Celebrity cameo: Harold Ramis—Egon!—on the sideline looking concerned as the Nets take the Bulls to overtime in Game 1 of the opening round of the playoffs.
Fun fact: The Bulls set a record for the largest margin of victory in NBA Finals history, beating the Jazz 96-54 in Game 3. Jazz coach Jerry Sloan, looking at the box score during the postgame press conference, exclaims, "This is actually the score? ... It seemed like they scored 196!"
Michael Jordan to the Max (2000)
While NBA Entertainment crews almost always shot on video, high-resolution IMAX cameras are instead used to capture the Bulls with striking clarity during the playoffs and Finals of their Last Dance season. Narrated by Laurence Fishburne, this Jordan career retrospective interlaces that HD postseason footage with archival clips, photos, and new interviews. Jordan tries to offer a bit more insight into his exceptional talent and temperament: "I tend to be calm, things tend to slow down," he says of high-pressure moments. "As I go into situations that people don't know the outcome, I've already experienced them, just playing tricks with myself. ... Once I began to understand that, I became a master of the game of basketball."
Overheated narration: "For fans who had watched him since his days as a Carolina schoolboy, what emerged now was not just the skill but the willpower."
Jordan on Jordan: "Ten years from now, 20 years from now, what I would want people to say—and it's simple—that if Michael Jordan was still playing the game of basketball, he would dominate."

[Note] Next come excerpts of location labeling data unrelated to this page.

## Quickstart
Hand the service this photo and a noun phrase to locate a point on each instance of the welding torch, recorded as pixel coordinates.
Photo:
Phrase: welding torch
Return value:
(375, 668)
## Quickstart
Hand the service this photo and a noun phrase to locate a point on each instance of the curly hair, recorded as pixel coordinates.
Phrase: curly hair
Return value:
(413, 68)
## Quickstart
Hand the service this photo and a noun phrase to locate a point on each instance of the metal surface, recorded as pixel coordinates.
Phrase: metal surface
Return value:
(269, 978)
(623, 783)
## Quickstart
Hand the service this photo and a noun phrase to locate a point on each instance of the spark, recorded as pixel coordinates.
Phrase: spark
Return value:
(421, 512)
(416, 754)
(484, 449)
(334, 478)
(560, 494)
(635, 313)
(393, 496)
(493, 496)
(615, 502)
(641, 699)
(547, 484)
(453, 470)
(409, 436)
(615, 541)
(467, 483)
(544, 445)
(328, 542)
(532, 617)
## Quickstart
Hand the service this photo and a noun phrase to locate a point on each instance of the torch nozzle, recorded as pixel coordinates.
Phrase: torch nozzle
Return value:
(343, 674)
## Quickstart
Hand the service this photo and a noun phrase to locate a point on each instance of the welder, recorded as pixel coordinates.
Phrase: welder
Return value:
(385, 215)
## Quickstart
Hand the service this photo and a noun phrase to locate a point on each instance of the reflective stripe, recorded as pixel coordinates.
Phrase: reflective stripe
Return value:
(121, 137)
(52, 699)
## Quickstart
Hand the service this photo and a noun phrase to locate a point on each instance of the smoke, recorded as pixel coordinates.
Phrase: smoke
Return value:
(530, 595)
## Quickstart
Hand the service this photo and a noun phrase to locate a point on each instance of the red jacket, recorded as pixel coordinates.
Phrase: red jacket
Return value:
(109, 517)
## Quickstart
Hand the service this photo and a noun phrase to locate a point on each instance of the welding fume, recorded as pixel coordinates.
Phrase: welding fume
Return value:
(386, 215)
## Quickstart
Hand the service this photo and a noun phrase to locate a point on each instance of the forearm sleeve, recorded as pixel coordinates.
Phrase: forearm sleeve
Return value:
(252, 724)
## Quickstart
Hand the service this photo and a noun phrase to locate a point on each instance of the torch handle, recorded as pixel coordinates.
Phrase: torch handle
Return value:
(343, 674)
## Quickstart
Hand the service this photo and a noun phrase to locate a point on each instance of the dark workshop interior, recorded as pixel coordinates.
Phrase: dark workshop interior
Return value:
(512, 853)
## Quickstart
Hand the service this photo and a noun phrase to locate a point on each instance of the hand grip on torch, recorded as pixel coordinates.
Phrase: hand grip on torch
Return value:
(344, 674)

Killer quote: Jordan says Jackson's lessons in meditation "gave me an understanding about life in a whole different frame. His teaching, the understanding of Zen Buddhism is how you view yourself to deal with the realities of life surrounding you and somehow be able to correlate that to a simple game of basketball."
Celebrity cameo: Bill Murray, sizing up Jordan in geologic time, says, "Out of the 50,000 top athletes since prehistoric times—brontosauruses and pterodactyls included—he's right there."
Jake Malooley is a writer and editor based in Chicago.